In Martin v. City of Struthers, 319 U.S. 141, 143, 149 (1943), the Supreme Court struck down a ban on door-to-door leafleting, stating that the First Amendment freedom of speech “embraces the right to distribute literature, … and necessarily protects the right to receive it. The privilege may not be withdrawn even if it creates the minor nuisance for a community of cleaning litter from its streets. … Yet the peace, good order, and comfort of the community may imperatively require regulation of the time, place and manner of distribution.”
Likewise, in Watchtower Bible and Tract Society of New York v. Village of Stratton, 536 U.S. 150, 168 (2002), the Court invalidated licensing requirements for door-to-door solicitors and leafleters upon a challenge brought by a religious organization. However, there are several cases where the Court has upheld restrictions on leafleting, indicating that where there are reasonable time, place and manner restrictions, such bans are constitutionally permissible. See Frisby v. Schultz, 487 U.S. 474, 488 (1988) (upholding ban on picketing in front of a targeted residence); Heffron v. Int’l Soc’y for Krishna Consciousness, Inc., 452 U.S. 640, 654-55 (1981) (upholding regulation restricting leafleting at state fair to assigned booths).
In Frisby, the Court upheld an ordinance banning picketing on public sidewalks in certain residential neighborhoods, despite the fact that the sidewalks were determined to be public fora. The Court found that, under the “time, place and manner” test applied to public fora – the government may impose reasonable time time, place and manner regulations in public fora, but any such restrictions must be “content neutral” (as opposed to “content based”) and narrowly tailored to serve a significant government interest, and must allow ample alternative channels of communication — the restrictions were a permissible means of protecting the unwilling listener in a private home. ”Although in many locations, we expect individuals simply to avoid speech they do not want to hear, … the home is different. ” Frisby, 487 U.S. at 484. ”Thus, we have repeatedly held that individuals are not required to welcome unwanted speech into their own homes and that the government may protect this freedom.” Id. at 485.
The Court cautioned that even in cases where it had invalidated solicitation bans, the outcome might have been different had the ban been more narrowly tailored. ”In all such cases, we have been careful to acknowledge that unwilling listeners may be protected when within their own homes.
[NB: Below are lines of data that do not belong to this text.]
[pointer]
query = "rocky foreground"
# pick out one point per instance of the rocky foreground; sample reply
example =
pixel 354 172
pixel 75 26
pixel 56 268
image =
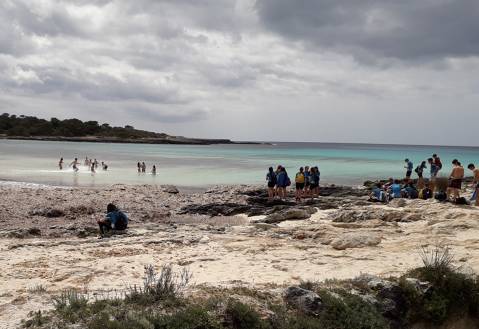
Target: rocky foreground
pixel 225 236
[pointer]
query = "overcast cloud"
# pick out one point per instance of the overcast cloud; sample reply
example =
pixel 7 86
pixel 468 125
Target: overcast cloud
pixel 306 70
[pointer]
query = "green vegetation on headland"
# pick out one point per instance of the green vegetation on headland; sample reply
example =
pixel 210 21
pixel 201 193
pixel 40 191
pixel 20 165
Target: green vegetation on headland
pixel 435 295
pixel 33 128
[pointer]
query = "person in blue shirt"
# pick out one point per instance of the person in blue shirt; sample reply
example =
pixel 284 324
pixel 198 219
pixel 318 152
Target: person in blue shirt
pixel 114 220
pixel 409 166
pixel 282 181
pixel 378 194
pixel 395 189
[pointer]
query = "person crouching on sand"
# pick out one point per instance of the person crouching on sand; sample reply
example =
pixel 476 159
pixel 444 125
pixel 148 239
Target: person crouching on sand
pixel 115 219
pixel 455 180
pixel 475 182
pixel 74 164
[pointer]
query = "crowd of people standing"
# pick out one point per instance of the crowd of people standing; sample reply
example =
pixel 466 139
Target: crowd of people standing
pixel 306 181
pixel 91 164
pixel 441 188
pixel 141 167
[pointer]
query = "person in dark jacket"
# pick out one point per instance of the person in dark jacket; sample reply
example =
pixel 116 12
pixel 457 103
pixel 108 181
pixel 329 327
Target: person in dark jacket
pixel 115 219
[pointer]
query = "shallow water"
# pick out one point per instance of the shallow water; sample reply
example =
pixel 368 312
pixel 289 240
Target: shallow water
pixel 37 162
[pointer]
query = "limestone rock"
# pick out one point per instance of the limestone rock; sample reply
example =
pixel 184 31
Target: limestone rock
pixel 47 212
pixel 290 214
pixel 304 300
pixel 264 226
pixel 170 189
pixel 355 240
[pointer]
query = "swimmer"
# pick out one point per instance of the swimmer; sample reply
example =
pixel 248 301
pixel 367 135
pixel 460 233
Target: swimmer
pixel 74 164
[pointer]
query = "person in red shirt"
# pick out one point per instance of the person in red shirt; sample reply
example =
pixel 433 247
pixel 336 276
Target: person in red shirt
pixel 437 162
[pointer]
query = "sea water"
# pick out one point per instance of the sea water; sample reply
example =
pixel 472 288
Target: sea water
pixel 186 165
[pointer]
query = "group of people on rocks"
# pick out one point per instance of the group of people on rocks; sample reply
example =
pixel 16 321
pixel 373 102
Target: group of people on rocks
pixel 92 164
pixel 306 181
pixel 141 167
pixel 443 189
In Schneider, for example, in striking down a complete ban on handbilling, we spoke of a right to distribute literature only ‘ to one willing to receive it.’ Similarly, when we invalidated a ban on door-to-door solicitation in Martin, we did so on the basis that the ’home owner could protect himself from such intrusion by an appropriate sign ” that he is unwilling to be disturbed.”‘ … We have ’never intimated that the visitor could insert a foot in the door and insist on a hearing.’ … There simply is no right to force speech into the home of an unwilling listener. ” Id.
The court in Jobe upheld a ban on placing leaflets on car windshields, as the court found that the ordinance did not regulate a public forum, and was a content-neutral restriction on the time, place and manner of speech since the regulation was narrowly tailored to address problems of littering, visual blight, and unauthorized use of private property, and left open ample alternative avenues for distributing leaflets in an inexpensive manner, such as face-to-face on a public street and door-to-door in a neighborhood. Jobe, 409 F.3d at 267-75.
As you can see, the analysis required is necessarily case-specific. However, as demonstrated by the above cases, if there is such a law in the city where you are attempting to distribute your fliers, the law must be narrowly tailored to serve some significant governmental interest, as well as offer ample alternatives for distributing your advertisements to willing recipients.